This project applies Graph Neural Networks (GNNs) to classify academic papers within a citation network based on their subject areas. Using the Cora dataset, we leverage GNN architectures like Graph Convolutional Network (GCN) and GraphSAGE to make predictions by learning from the citation relationships between papers.
- Project Overview
- Dataset
- Model Architecture
- Installation
- Usage
- Results
- Extensions
- Project Structure
- Contributing
- License
This project demonstrates the use of GNNs for node classification tasks, specifically focusing on predicting the subject area of academic papers in a citation network. Citation networks are modeled as graphs where nodes represent papers and edges represent citation relationships.
The project uses the Cora dataset, a popular dataset in graph-based research. It consists of:
- Nodes: Representing academic papers.
- Edges: Representing citation links between papers.
- Features: Sparse bag-of-words vectors for each paper.
- Labels: Subject areas such as Machine Learning, Data Mining, and Neural Networks.
The Cora dataset is available through libraries like PyTorch Geometric.
The project implements two main GNN architectures:
- Graph Convolutional Network (GCN)
- GraphSAGE
The GNN models follow a multi-layer structure:
- Input Layer: Initializes node features.
- GNN Layers: Performs message-passing operations to learn node embeddings.
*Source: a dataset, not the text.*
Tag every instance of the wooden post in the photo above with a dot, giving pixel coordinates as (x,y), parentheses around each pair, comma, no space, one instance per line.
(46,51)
- Output Layer: Classifies nodes into subject categories using a softmax function.
-
Clone the repository:
git clone https://github.com/yourusername/gnn-node-classification.git cd gnn-node-classification
-
Install dependencies:
- PyTorch with CUDA (for GPU support, replace
cu118
with your CUDA version):pip install torch torchvision torchaudio --extra-index-url https://download.pytorch.org/whl/cu118
- PyTorch Geometric:
pip install torch-scatter torch-sparse torch-cluster torch-spline-conv torch-geometric
- Other required libraries:
pip install scikit-learn matplotlib
- PyTorch with CUDA (for GPU support, replace
-
Run the training script:
python main.py
-
Evaluation results, including accuracy, precision, recall, and F1-score, will be displayed in the console.
-
You can visualize training loss and node embeddings using the provided code.
The trained GNN model provides metrics like accuracy, precision, recall, and F1-score for node classification on the Cora dataset. Additionally, visualizations of node embeddings (e.g., using t-SNE or PCA) and training loss are included to assess model performance.
- Experiment with different GNN architectures, such as Graph Attention Networks (GAT).
- Tune hyperparameters like learning rate, number of layers, and hidden layer size.
- Use additional datasets like PubMed or CiteSeer.
gnn-node-classification/
├── 00.Project-Description/
│ ├── Project.Description.docx # Project overview document
├── 01.Dataset-And-Code/
│ ├── data/ # Folder for storing the dataset
│ ├── main.py # Main script for training and evaluation
├── 02.Reports-And-Presentation/
│ ├── report.pdf # Detailed project report
│ ├── presentation.pdf # Project presentation slides
├── .gitignore # Git ignore file
├── README.md # Project README file
└── requirements.txt # List of dependencies
Contributions are welcome! Please submit issues or pull requests for any improvements or new features.
This project is licensed under the MIT License.